If Jeannette were a superhero, her secret identity would be Dad Defender. And her superpower would be delusion. It runs in the family. Early on in life, Jeannette "told [Dad] that I would never lose faith in him. And I promised myself that I never would" (2.19.25). But should a girl need to have "faith" in her father?

A person needs to have faith in something that doesn't tangibly exist, like a deity or other invisible force. Jeannette's father exists. She can touch him. She can watch him waste all the family's money or physically abuse her mother. Her "faith" is that this chump will actually act like a father. That's an act he never quite lives up to.

But the Walls family survives by believing in things that will never happen, like Dad's repeated promises to build the Glass Castle. Jeannette's belief in her family, as hopeless as it may be, is the glue that holds the family together. It makes Jeannette Dad's favorite child, and the few times he acts responsibly—like when he quits drinking for about five minutes—happen for her sake. Were it not for Jeannette, Dad might never be responsible at all.

Building the Walls

Jeannette has a seemingly hopeless, damaged childhood. But the independence she cultivates out of necessity eventually helps her claw her way out of it.
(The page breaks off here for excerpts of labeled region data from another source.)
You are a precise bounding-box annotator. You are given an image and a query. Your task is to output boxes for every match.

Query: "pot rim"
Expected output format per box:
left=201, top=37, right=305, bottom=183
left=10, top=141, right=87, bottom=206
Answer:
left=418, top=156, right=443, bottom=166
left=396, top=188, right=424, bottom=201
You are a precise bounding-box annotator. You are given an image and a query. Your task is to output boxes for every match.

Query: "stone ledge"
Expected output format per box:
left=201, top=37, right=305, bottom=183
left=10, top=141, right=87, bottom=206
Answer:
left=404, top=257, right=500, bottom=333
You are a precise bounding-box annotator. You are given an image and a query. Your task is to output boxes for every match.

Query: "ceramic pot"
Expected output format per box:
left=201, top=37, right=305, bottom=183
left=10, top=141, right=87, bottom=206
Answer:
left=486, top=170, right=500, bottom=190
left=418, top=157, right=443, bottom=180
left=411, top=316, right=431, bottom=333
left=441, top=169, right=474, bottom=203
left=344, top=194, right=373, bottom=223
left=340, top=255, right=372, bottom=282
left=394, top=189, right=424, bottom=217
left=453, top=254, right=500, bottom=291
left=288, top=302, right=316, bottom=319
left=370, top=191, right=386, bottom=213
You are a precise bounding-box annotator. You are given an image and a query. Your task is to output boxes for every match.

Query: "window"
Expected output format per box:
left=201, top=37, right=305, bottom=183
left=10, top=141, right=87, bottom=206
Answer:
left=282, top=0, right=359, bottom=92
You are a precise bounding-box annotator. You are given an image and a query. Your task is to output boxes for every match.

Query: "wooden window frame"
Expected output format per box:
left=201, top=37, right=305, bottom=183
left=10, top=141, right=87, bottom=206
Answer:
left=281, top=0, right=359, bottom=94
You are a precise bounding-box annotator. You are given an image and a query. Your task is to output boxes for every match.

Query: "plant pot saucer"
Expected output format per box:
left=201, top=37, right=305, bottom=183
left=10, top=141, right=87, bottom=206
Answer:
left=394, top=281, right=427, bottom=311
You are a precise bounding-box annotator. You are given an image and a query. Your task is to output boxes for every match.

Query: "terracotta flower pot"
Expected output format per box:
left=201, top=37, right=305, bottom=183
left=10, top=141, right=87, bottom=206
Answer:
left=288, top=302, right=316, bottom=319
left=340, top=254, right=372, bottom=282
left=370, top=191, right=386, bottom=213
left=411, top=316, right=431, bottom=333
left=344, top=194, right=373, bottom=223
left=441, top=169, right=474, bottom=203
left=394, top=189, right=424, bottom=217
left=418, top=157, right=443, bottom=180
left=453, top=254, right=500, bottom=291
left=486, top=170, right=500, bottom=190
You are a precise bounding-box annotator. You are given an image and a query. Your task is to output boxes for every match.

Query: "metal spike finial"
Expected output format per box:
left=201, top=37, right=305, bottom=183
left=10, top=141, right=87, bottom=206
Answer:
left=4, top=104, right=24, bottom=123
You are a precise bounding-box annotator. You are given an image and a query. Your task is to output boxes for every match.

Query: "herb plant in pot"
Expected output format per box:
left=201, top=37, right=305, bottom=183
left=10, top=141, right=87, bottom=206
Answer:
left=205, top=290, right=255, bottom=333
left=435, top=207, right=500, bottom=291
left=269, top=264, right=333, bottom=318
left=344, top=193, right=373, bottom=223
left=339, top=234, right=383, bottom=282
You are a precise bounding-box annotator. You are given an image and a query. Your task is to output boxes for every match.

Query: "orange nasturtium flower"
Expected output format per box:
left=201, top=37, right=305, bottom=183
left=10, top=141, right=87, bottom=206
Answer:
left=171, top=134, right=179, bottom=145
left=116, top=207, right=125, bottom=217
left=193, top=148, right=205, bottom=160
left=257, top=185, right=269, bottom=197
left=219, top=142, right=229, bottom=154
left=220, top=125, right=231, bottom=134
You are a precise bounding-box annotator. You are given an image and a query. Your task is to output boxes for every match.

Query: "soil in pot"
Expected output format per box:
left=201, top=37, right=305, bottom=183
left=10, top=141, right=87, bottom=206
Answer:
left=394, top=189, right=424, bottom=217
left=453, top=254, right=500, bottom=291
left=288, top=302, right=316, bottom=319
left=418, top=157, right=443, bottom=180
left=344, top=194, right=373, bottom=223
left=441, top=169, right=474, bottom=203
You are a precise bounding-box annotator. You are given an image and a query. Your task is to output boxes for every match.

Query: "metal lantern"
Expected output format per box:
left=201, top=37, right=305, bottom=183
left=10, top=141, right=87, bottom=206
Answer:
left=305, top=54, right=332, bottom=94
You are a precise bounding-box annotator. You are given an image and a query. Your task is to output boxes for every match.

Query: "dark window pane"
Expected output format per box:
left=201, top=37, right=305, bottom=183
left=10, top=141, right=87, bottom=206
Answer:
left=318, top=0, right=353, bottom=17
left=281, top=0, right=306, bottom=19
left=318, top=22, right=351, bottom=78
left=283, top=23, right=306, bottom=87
First, she must become a parent, because her own parents are useless. This role reversal comes at a young age, when Jeannette is only thirteen. Because her own mom won't do it, Jeannette must be a mother, making a budget, managing resources, managing her own father, and saying things like, "I've got kids to feed" (3.20.33).

At about this time, Jeannette discovers writing. As a high-school journalist, she says, "I began to feel like I was getting the whole story for the first time, that I was being handed the missing pieces to the puzzle, and the world was making a little more sense" (3.19.7). If you think about it, this line explains why Jeannette wrote this memoir—to piece the puzzle of her own life together.

And her life is a puzzle. It's a conundrum, of sorts. If Jeannette's life weren't so tough, she may have had a happier childhood, but she would be a different and maybe weaker woman than she is today. Each thing that happened to her, good and bad, was a piece of her puzzle, and she wouldn't be the same if any of it were missing.